Unable to save a document into a sqlite file

I issued a strange behavior lately with High Sierra:
I wanted to store as a db file (sqlite) some data and the target folder was refused.

No problemo, I saved the data into the Downloadings folder and that was good. Then I moved my file into “Downloadings:Folder1:Folder2:Folder3:” and that was fine too.

It already happened yesterday, but I was too deep into what I was doing (modifyng that project) and let that to greek calendes…

Now, I get that too and I am starting to be curious / want to know why.

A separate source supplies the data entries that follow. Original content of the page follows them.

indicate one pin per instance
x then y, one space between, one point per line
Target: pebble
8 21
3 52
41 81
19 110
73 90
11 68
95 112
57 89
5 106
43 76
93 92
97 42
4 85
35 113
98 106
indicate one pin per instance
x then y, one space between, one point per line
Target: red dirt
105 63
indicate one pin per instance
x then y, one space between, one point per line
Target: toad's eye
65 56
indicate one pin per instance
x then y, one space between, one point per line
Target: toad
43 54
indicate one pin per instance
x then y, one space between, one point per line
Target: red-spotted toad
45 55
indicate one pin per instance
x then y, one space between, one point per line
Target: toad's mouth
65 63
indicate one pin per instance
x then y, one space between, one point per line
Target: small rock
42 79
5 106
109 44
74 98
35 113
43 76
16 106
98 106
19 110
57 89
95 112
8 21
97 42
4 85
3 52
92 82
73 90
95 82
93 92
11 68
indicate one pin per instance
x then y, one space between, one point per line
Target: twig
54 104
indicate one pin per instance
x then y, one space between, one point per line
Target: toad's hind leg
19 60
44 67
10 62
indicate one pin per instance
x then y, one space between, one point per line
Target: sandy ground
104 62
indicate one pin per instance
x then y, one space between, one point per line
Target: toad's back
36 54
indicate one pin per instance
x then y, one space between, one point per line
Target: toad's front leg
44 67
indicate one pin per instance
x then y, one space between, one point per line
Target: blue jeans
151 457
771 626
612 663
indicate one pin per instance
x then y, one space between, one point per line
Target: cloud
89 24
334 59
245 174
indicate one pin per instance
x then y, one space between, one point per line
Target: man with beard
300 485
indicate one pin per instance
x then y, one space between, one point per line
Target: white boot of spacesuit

The project was built with Xojo 2015r1 (and I use it since… Mathusalem was a young boy :wink: ); I forgot f I was running it in the IDE or not yesterday.

BTW: before doing that, I deleted the previous build, quit all applications but Firefox (it have a download running), then I fired Xojo, loaded the project and build it without change.

LBN: I saved the original as .csv without trouble minutes ago into its proper location (with the previous build.
Idea ?

I had to boot on El Capitan for other means, and when I used that application it crashed, but using a different function. So, after all this may be a bug at application build time.

In the IDE, the application works fine.

Remember that Xojo always opens SQLite in write mode, which can sometimes need the sidecar WAL and journal files. If you haven’t been given permission to the parent folder by the user, it could be a permissions problem.

With Xojo, SQLite, and macOS I tend to recommend connecting in ApplicationData and copy to the target FolderItem provided by a SaveFileDialog. I think that @Sam_Rowlands has mentioned that in newer macOS sometimes this file swap is not allowed, for which situations I have no ideas or workarounds.

I was using the temporary folder to write the data too as I would never expect in a million years that apps cannot write to the temporary folder, but since Catalina it is now possible that applications may no longer write to the temp folder.

Do I need a warlock or some gri-gri ?

Forgot to mention that I had created the atomicSaveLocation and atomicSaveReplace functions for the Ohanaware App Kit that will provide you with a “safe” location (using Apple’s API) to write the data too. Then replace the original file with the saved one.

Ironically Apple will use the very same Temporary folder that we’re unable to write to, but the resulting folder you can write too, unless there are already 512 items in the temporary folder, at which point no more files or folders can be created there.